A single mother living in a public housing project with her two birth children, Susie Green decided to open up her home, and her heart, to an energetic toddler who needed a family.
My vision of having more children did not die when I divorced. I, along with my two birth children, ages eleven and six, lived in a public housing project in Washington, DC.
The idea to adopt a child came to the forefront of my mind when I heard a civic announcement in church, which described the concept of “one church, one child.” If a member of each church were to adopt one child, the number of foster children would be significantly reduced.
I knew I had enough love to give, so without considering that I had no extra bedroom and that my income was barely enough to sustain us, I applied to adopt a toddler.
Two-year-old Henry had a sporadic rocking problem. During waking hours he rocked on his knees, and then at night he rocked in his bed so violently that I had to tie the post of his bed to my bed to keep him from rocking his crib across the room. The social worker had not mentioned this. Maybe she did not know, because Henry had lived in a homeless shelter and two foster homes. But now he was mine, and with him came his rocking.

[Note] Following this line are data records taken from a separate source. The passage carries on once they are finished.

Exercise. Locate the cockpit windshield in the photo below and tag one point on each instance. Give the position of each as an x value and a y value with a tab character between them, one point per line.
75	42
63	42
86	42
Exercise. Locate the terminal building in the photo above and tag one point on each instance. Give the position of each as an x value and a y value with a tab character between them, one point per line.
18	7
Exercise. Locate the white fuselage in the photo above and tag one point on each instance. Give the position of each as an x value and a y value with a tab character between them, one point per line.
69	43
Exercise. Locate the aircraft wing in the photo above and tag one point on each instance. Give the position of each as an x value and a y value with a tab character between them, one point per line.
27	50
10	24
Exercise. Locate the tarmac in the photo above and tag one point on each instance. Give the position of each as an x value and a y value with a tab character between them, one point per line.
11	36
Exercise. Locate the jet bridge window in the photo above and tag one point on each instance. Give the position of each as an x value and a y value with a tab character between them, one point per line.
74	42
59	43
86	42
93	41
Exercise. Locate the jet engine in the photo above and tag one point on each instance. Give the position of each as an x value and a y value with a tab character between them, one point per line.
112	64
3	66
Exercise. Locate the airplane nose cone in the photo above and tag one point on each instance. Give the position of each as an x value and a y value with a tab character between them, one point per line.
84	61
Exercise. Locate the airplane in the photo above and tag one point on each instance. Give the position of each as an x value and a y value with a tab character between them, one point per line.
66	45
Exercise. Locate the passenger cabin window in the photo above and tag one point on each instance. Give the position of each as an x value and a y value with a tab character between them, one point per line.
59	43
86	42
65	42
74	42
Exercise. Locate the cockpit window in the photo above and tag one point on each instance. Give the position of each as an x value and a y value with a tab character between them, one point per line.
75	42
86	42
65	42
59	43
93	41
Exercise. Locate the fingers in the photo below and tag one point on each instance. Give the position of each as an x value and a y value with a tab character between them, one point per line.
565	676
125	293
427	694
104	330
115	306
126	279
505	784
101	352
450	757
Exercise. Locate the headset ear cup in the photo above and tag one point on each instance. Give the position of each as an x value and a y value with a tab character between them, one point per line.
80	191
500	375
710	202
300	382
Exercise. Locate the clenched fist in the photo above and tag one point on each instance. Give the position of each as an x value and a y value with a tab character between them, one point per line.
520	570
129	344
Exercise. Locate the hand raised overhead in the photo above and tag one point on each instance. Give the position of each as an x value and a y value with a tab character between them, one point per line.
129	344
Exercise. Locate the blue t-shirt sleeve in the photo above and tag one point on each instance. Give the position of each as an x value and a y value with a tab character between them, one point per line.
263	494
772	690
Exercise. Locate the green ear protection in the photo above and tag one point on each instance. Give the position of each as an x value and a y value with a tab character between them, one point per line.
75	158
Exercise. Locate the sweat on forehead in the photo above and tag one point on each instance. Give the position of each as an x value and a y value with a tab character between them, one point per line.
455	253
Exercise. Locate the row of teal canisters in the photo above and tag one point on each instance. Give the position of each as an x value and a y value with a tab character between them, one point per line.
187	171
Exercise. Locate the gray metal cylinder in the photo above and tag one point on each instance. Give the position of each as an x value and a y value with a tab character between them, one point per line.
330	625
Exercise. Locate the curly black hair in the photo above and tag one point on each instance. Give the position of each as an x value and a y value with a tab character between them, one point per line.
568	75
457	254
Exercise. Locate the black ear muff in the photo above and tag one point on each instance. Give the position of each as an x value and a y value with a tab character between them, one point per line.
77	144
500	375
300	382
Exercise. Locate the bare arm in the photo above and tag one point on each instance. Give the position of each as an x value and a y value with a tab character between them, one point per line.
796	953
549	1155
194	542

To calm his rocking, I bought a rocking chair. I rocked him every day as I sang happy songs. The harder he rocked on my lap, the louder I sang. After months of rocking, one day the rocking chair collapsed and we both fell flat on the floor! Shocked at suddenly finding ourselves on the floor, I began to laugh—and then he laughed. We sat there laughing for a while. With him still in my arms, I stood up, assessed the damage, and together we carried the chair, piece by piece, out to the alley for the trash truck.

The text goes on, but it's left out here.